# Agility Equipment



## ataylor (Dec 28, 2008)

Jackson and I have started out agility training awhile ago. I already have a couple of agility equipment at home. I am looking at some of the contact equpiment and they are expensive. Does anyone know a website or book or anything on how to build your own equipment (ex. contacts)?


----------



## RedDogs (Jan 30, 2010)

What contact behavior are you training?

There's this book:
http://www.dogwise.com/itemdetails.cfm?ID=DTA232

But ultimately, I would recommend getting a board, painting/applying sand...and use that to teach and proof your contact behavior. Save the rest of the money for classes, ring rentals, books/DVD's or entry fees. SO much of the early training and proofing can be done with a plank, I only typically recommend students get a couple of jumps and a plank for training. More can be good... but also might distract you and keep you from using "good training".


----------



## Loisiana (Jul 29, 2009)

this site has decent prices

www.affordableagility.com


----------



## kgiff (Jul 21, 2008)

Agreeing with RedDogs. I've been doing agility for 8 years or so and I don't have contact equipment other than a teeter that lives in my basement and is never used now that my older guy has finally gotten over his teeter fear. 

I have and use regularly 3 or 4 jumps, weave poles, a plank, and occassionally a tunnel. 

If I had the room or money for contact equipment, I would suck it up and buy it from an agility supplier. It only takes one bad experience on a piece of contact equipment to really mess up a dogs contacts - something that can set you back a long time in training.


----------



## ataylor (Dec 28, 2008)

I already have a couple of jumps, tunnel, weave poles, and a chute. I just want to get a teeter for home so I can work on it when we are not in class. Cause I know that it is going to take a while for him to get use to it, like it took my other dog Kailey a while. I am not looking for a A-frame or dogwalk right now cause Jackson has that down form class.


----------



## Maxs Mom (Mar 22, 2008)

There is something called a "contact trainer" you can get, that is much less expensive. The issue with "making" contact equipment is sturdiness. Most "pvc" bases are not meant for dogs over 60# so that could be dangerous. 

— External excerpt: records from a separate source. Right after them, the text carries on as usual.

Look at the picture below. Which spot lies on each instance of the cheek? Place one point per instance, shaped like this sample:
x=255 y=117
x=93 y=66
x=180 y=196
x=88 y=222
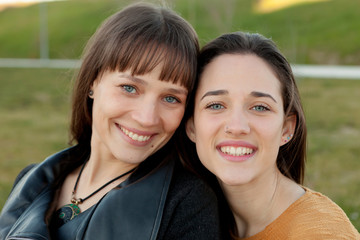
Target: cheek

My DH made us a teeter. We love it. It lives outside, is made of wood, heavier than snot, but it is also adjustable. Right now it is 12" and Quinn is doing it to get used to movement under her feet without the concussion of a big drop. She is not old enough for big contacts yet. That and a table are the only contact things I have. 

Here is a picture of a contact trainer from Mark's Agility Equipment in Toledo OH (or near there)

http://www.marksagilityequipment.com/

Ann


----------



## jimla (Oct 9, 2008)

I am building a teeter from plans in the book "Dog Agility Equipment Construction Instructions" by Ann Embry. The PVC base design seems sturdy.


----------



## GoldenSail (Dec 30, 2008)

Back in HS my Dad and I (more like I just watched, lol) crafted a a very sturdy teeter totter base using thick UV resistant pvc pipe. This actually lives in my backyard right now sans plank which is still at the parents house. I don't need it yet- Plank was easy though, just bought one from the store and painted it with sand mixed in. It wasn't very expensive to build.


----------



## Griffyn'sMom (Mar 22, 2007)

I had a few links saved but some are not good links anymore. 

http://www.mfrye.com/agilityeq/mini.html

http://flashpaws.com/moreinfo.cfm?Product_ID=68

http://members.peak.org/~helix/Agility/

http://www.caninecrib.com/dog/training/agility-course.asp

http://www.ehow.com/way_5886812_homemade-agility-equipment-pvc.html

http://www.dogplay.com/Activities/Agility/agilitye.html

That should get you started.


----------